The FDA approved Eli Lilly’s Foundayo (orforglipron) on April 1, 2026, making it the first oral GLP-1 receptor agonist approved for weight loss. Lilly began shipping through its LillyDirect channel on April 9, with retail pharmacy availability expanding nationwide. The self-pay price starts at $149 per month, roughly 85% below injectable GLP-1s like Wegovy and Zepbound, which list at $1,000 or more before rebates.
Unlike existing injectable GLP-1s, Foundayo is a once-daily pill with no food or water restrictions. In the ATTAIN-1 trial, patients on the highest dose lost an average of 12.4% of body weight (27.3 pounds) over 72 weeks, with improvements in waist circumference, triglycerides, and systolic blood pressure.
Who It Affects
Self-insured employer health plans are the primary exposure. Roughly half of employer-sponsored plans currently exclude anti-obesity medications. At $1,000-plus per month for injectables, that exclusion was defensible on cost grounds. At $149, the math changes. Public entities, school districts, and hospital systems that self-fund their employee health benefits face the same decision, compounded by Morgan Lewis’s January 2026 analysis warning that ERISA plans covering GLP-1s for diabetes but excluding them for obesity face growing ADA and Mental Health Parity Act scrutiny.
The Reserve Mechanism
The operative reserve driver here is frequency and the expected claim ratio used in aggregate stop-loss pricing. Injectable GLP-1s carried two natural demand suppressors: needle aversion and sticker shock. Foundayo removes both. Plans that add coverage should expect a significant increase in the number of members filling GLP-1 prescriptions (frequency), which flows directly into pharmacy per-member-per-month (PMPM) cost projections.

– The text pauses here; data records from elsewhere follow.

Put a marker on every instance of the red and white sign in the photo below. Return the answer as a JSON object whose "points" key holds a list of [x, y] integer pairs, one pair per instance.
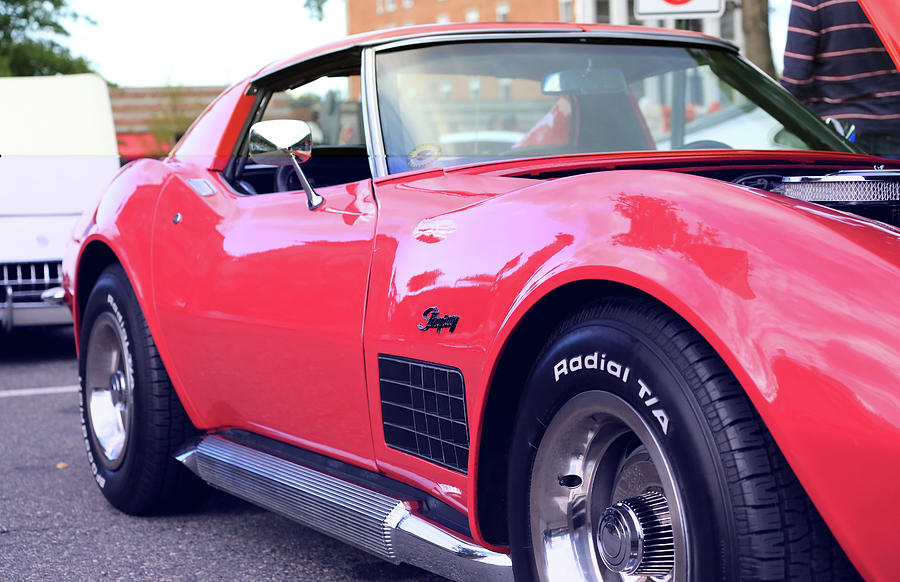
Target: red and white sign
{"points": [[654, 9]]}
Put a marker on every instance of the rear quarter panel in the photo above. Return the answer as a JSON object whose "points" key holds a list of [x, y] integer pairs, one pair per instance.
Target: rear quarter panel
{"points": [[798, 300]]}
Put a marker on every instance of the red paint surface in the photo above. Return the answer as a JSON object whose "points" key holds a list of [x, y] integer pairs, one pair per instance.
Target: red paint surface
{"points": [[270, 317]]}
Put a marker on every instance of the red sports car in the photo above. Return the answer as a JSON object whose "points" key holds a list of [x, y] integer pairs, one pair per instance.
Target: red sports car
{"points": [[533, 302]]}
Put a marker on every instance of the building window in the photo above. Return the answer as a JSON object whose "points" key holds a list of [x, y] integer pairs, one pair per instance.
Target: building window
{"points": [[475, 88], [446, 90], [505, 87], [565, 10], [602, 11]]}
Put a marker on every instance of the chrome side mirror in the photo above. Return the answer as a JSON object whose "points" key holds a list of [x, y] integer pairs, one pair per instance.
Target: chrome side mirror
{"points": [[285, 142]]}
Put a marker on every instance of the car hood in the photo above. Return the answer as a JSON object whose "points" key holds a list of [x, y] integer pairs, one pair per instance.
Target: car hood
{"points": [[885, 17]]}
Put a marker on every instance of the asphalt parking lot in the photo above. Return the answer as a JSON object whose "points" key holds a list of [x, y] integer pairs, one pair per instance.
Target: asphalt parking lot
{"points": [[55, 525]]}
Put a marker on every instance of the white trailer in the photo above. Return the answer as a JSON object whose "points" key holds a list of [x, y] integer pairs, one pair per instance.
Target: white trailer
{"points": [[58, 151]]}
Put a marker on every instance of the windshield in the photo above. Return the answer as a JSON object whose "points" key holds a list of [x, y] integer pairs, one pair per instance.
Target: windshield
{"points": [[455, 103]]}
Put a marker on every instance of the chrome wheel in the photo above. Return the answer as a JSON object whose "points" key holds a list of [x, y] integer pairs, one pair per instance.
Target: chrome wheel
{"points": [[604, 501], [109, 389]]}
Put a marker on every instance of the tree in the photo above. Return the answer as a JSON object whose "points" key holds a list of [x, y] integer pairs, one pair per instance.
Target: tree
{"points": [[757, 42], [316, 8], [27, 47]]}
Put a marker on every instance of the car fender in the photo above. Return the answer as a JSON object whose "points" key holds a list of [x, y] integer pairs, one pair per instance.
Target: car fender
{"points": [[797, 299], [123, 225], [793, 297]]}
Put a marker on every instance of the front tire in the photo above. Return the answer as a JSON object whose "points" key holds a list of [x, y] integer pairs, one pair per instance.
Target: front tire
{"points": [[132, 420], [637, 456]]}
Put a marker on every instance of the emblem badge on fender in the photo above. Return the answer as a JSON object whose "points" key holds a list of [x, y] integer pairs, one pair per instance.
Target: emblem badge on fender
{"points": [[434, 320]]}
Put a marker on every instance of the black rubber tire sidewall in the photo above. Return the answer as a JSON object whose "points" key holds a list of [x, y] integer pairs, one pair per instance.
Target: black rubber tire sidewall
{"points": [[685, 439], [113, 294]]}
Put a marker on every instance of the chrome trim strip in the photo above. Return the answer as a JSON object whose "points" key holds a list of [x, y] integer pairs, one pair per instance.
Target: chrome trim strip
{"points": [[371, 117], [567, 35], [367, 519], [54, 295]]}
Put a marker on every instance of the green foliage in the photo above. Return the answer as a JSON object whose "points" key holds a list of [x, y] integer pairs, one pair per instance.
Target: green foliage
{"points": [[27, 47], [316, 8]]}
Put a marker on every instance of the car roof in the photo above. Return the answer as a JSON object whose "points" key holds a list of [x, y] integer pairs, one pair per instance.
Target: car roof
{"points": [[438, 31]]}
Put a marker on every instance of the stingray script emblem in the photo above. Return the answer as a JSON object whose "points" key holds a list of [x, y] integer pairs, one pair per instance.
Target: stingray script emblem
{"points": [[434, 320]]}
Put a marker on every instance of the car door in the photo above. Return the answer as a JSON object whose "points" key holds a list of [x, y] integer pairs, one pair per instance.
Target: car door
{"points": [[262, 300]]}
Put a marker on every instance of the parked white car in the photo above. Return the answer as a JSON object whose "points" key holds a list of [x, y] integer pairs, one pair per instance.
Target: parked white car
{"points": [[58, 151]]}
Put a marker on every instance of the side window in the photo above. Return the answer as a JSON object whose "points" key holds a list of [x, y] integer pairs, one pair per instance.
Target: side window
{"points": [[332, 107]]}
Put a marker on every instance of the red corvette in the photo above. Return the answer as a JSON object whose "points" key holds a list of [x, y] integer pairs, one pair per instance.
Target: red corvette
{"points": [[532, 302]]}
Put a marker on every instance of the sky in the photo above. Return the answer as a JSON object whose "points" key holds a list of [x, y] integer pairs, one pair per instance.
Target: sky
{"points": [[219, 42], [195, 42]]}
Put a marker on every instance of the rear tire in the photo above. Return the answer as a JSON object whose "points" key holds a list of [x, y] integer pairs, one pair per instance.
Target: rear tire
{"points": [[637, 456], [132, 420]]}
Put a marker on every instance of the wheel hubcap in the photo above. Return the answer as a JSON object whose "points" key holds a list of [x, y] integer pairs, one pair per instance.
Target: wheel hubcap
{"points": [[635, 536], [109, 389], [604, 502]]}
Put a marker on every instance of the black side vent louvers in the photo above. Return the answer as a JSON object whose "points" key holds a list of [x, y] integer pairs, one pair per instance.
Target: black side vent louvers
{"points": [[423, 407]]}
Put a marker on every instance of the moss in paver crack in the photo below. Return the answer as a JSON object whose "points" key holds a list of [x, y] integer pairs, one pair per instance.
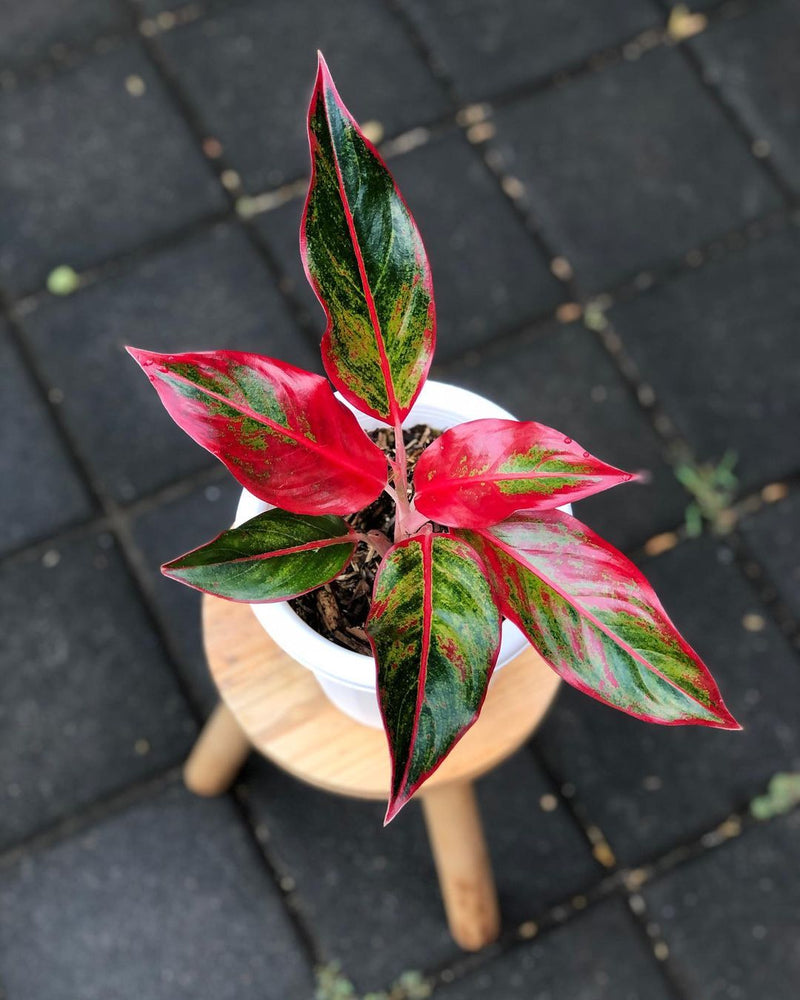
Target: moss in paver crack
{"points": [[714, 489], [333, 985], [782, 796]]}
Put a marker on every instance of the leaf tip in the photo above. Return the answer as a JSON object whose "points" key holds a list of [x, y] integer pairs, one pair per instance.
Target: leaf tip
{"points": [[136, 353], [396, 803], [323, 73]]}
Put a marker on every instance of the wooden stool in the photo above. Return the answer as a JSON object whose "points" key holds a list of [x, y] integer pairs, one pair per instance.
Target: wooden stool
{"points": [[272, 704]]}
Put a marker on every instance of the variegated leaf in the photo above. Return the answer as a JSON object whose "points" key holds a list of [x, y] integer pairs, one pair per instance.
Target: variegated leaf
{"points": [[436, 634], [365, 260], [480, 472], [272, 557], [596, 620], [279, 429]]}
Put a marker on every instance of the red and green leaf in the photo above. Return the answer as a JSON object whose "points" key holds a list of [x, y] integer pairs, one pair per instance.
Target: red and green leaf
{"points": [[596, 620], [435, 631], [480, 472], [272, 557], [365, 260], [278, 429]]}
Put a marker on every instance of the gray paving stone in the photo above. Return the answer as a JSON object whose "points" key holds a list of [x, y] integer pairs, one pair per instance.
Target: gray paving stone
{"points": [[45, 493], [165, 532], [597, 956], [89, 171], [719, 345], [31, 29], [652, 787], [774, 537], [167, 900], [371, 893], [630, 167], [210, 292], [731, 918], [753, 61], [488, 276], [88, 702], [491, 46], [561, 376], [250, 71]]}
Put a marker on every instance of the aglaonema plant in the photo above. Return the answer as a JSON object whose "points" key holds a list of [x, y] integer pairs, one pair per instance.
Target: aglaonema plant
{"points": [[476, 539]]}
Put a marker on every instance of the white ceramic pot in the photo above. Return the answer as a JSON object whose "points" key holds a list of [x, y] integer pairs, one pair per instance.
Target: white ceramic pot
{"points": [[348, 678]]}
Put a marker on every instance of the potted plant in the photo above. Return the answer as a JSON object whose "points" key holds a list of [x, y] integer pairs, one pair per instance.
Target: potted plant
{"points": [[476, 537]]}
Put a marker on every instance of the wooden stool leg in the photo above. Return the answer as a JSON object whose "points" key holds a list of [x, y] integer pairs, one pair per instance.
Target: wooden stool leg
{"points": [[462, 862], [218, 754]]}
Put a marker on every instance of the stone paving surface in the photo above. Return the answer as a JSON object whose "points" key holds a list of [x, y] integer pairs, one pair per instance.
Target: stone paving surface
{"points": [[611, 211]]}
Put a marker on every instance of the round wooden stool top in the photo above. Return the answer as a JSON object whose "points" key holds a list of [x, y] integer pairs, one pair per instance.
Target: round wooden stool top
{"points": [[287, 717]]}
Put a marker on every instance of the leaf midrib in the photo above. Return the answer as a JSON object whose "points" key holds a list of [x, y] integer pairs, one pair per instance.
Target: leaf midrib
{"points": [[278, 553], [383, 357]]}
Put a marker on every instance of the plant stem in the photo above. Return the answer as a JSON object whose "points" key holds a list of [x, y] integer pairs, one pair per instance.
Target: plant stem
{"points": [[376, 539]]}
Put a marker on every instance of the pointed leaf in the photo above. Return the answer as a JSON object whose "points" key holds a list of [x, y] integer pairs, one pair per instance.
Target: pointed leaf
{"points": [[365, 260], [272, 557], [480, 472], [278, 429], [596, 620], [436, 635]]}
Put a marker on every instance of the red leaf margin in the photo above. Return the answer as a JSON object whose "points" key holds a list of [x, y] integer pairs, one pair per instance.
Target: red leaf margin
{"points": [[397, 414]]}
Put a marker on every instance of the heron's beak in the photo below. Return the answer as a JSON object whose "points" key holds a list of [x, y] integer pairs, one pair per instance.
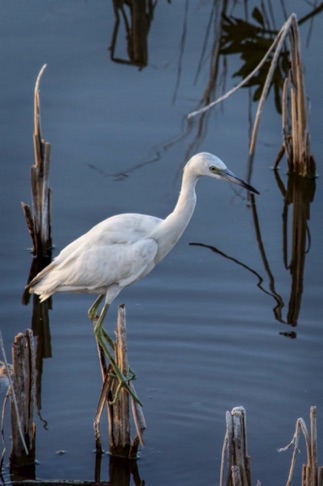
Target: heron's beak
{"points": [[229, 176]]}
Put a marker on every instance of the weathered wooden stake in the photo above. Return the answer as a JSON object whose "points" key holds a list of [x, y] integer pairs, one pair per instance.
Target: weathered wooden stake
{"points": [[234, 451], [38, 219], [296, 136], [23, 380]]}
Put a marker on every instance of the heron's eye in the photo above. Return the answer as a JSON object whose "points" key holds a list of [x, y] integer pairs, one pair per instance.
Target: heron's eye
{"points": [[214, 169]]}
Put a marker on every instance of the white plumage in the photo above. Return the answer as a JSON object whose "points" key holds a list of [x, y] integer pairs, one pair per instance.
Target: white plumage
{"points": [[125, 248]]}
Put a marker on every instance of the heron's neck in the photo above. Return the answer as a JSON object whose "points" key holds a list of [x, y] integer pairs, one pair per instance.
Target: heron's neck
{"points": [[171, 229]]}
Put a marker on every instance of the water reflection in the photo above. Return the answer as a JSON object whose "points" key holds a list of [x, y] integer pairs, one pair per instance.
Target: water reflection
{"points": [[137, 16], [298, 196]]}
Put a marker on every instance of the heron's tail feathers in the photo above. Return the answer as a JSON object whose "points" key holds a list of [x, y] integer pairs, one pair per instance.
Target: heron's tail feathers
{"points": [[43, 285]]}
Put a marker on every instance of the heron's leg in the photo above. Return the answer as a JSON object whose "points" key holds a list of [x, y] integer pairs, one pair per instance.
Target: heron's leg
{"points": [[94, 307], [103, 337]]}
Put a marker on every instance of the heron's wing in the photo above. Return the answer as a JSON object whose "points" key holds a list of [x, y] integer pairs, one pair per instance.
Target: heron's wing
{"points": [[98, 267]]}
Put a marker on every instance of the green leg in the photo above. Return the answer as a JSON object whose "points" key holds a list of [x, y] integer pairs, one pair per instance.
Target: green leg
{"points": [[102, 338], [92, 312]]}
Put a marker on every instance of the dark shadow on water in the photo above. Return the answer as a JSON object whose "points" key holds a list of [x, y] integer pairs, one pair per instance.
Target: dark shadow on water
{"points": [[297, 197]]}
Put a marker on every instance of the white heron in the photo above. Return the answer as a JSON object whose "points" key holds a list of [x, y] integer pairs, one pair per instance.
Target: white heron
{"points": [[125, 248]]}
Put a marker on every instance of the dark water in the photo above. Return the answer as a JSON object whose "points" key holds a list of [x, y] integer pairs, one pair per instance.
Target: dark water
{"points": [[203, 335]]}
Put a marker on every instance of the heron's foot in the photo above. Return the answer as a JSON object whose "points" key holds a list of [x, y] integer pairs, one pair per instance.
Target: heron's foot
{"points": [[124, 383], [92, 312]]}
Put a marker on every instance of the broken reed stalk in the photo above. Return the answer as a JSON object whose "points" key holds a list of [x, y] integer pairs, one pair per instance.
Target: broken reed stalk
{"points": [[120, 443], [38, 219], [296, 137], [312, 475], [294, 119], [22, 412]]}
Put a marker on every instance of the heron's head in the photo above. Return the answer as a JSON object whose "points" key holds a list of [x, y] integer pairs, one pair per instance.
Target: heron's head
{"points": [[205, 164]]}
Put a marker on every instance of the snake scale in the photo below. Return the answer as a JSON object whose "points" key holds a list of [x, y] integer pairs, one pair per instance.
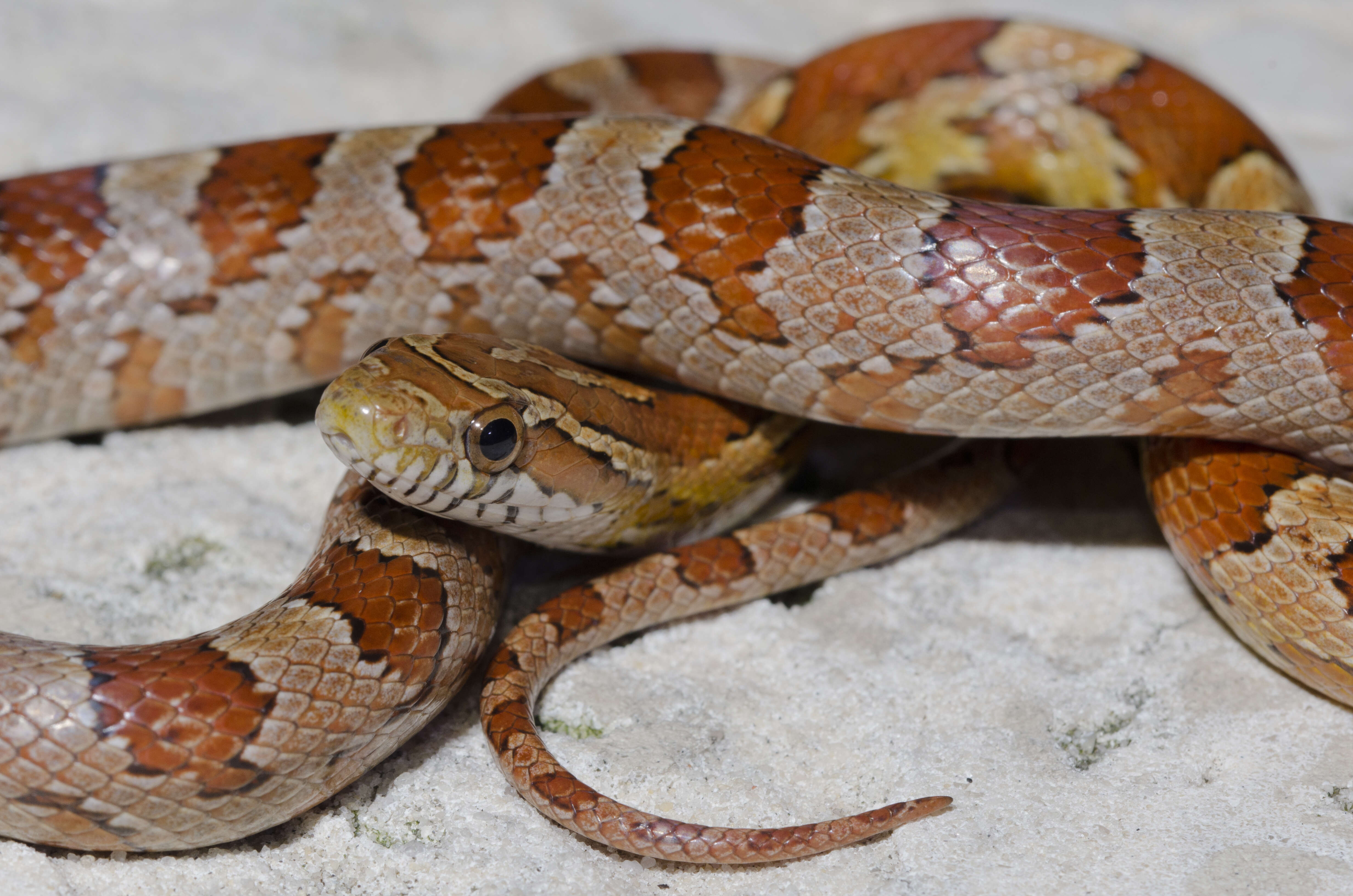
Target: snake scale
{"points": [[788, 251]]}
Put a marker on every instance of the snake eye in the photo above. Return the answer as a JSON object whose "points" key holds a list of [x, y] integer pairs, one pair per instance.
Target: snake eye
{"points": [[493, 439], [377, 347]]}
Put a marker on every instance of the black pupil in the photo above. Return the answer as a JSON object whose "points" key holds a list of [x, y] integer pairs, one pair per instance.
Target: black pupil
{"points": [[498, 439], [377, 347]]}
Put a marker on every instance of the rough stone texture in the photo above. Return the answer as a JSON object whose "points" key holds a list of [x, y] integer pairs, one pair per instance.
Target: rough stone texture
{"points": [[1117, 737]]}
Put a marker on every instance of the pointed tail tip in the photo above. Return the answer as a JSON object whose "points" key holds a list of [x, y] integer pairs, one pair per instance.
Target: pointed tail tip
{"points": [[912, 810]]}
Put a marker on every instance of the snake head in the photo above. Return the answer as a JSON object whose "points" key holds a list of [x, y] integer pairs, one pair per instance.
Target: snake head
{"points": [[471, 428], [515, 438]]}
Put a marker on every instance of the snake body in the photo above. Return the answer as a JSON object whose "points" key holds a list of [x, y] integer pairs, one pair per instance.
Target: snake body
{"points": [[730, 263]]}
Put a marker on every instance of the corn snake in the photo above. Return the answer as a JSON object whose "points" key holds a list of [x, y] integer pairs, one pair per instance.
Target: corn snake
{"points": [[337, 289]]}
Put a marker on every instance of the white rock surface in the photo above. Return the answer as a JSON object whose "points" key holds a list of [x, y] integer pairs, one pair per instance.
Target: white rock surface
{"points": [[1052, 668]]}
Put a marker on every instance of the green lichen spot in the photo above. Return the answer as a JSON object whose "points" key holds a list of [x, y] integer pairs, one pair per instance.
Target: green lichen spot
{"points": [[577, 733], [1088, 745], [183, 557]]}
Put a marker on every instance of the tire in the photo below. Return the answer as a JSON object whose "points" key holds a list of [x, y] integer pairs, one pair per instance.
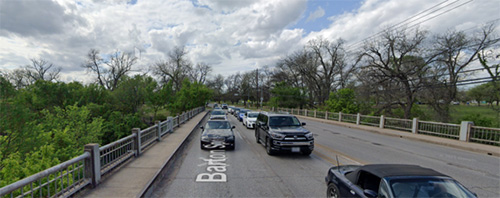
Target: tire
{"points": [[332, 191], [268, 147]]}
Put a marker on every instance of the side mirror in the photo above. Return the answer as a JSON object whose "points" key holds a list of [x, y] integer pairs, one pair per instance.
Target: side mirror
{"points": [[369, 193]]}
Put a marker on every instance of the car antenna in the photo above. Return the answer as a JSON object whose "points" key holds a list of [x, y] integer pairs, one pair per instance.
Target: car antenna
{"points": [[338, 164]]}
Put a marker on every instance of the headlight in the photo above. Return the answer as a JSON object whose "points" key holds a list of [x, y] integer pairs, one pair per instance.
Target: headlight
{"points": [[277, 136], [309, 135]]}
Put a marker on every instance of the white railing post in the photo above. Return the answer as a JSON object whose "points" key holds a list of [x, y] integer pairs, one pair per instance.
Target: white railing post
{"points": [[158, 131], [358, 119], [137, 141], [382, 122], [93, 164], [414, 126], [465, 128]]}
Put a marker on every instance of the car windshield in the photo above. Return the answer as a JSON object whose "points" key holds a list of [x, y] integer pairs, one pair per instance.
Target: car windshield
{"points": [[252, 115], [217, 125], [218, 113], [277, 121], [428, 187]]}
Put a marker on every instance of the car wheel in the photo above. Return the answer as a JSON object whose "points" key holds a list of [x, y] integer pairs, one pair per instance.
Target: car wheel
{"points": [[268, 147], [332, 191]]}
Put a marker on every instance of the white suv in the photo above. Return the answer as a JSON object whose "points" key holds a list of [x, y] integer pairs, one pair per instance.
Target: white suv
{"points": [[249, 119]]}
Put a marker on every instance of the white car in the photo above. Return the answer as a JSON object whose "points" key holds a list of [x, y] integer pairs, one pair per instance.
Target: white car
{"points": [[249, 119]]}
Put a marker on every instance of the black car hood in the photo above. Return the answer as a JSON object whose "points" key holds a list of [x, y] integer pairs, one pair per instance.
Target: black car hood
{"points": [[289, 129], [345, 168]]}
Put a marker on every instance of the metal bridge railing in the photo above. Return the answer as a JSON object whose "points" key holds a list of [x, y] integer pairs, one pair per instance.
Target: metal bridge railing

The severity picture is more nuanced. At $149 per month, per-claimant cost is far lower than injectable alternatives. But adherence data suggests only about 1 in 12 patients remain on a GLP-1 for obesity at three years, which means the first 12 to 18 months of coverage will carry a disproportionate share of the total cost as new starts exceed discontinuations. This front-loading effect can distort the expected claim ratio used in Bornhuetter-Ferguson projections for the current plan year.
For stop-loss specifically, the concentration risk matters. A handful of high-utilization members on GLP-1s (particularly those on both Foundayo and an injectable) can push individual claims toward the specific attachment point. Stop-loss carriers are already quoting GLP-1-adjusted specific attachment factors, and aggregate corridors may need widening. Plans that maintain exclusions avoid the pharmacy cost but take on litigation risk, which shows up in a different reserve line entirely.
What to Ask Your Actuary
- If we add Foundayo to the formulary at $149 per month, what is the projected increase in pharmacy PMPM, and how does that affect our specific and aggregate stop-loss attachment points at the next renewal?
- What utilization rate should we model for an oral GLP-1 versus the injectable uptake we have observed, and how does the three-year discontinuation curve affect the development tail on these claims?
- Should we be modeling GLP-1 pharmacy spend as a separate cost bucket for stop-loss negotiations, given the concentration risk in a small number of high-utilization members?
What to Watch Next
Two developments will clarify the reserve picture. First, whether stop-loss carriers issue mid-year rate adjustments or revised attachment-point guidance once Foundayo uptake data becomes available in Q3 2026. Second, whether the EEOC or a private plaintiff brings the first ADA enforcement action against a self-insured plan that excludes oral GLP-1s for obesity while covering the same drug class for diabetes. Either event would shift the cost calculus further toward coverage, and toward higher pharmacy PMPM assumptions across the self-insured market.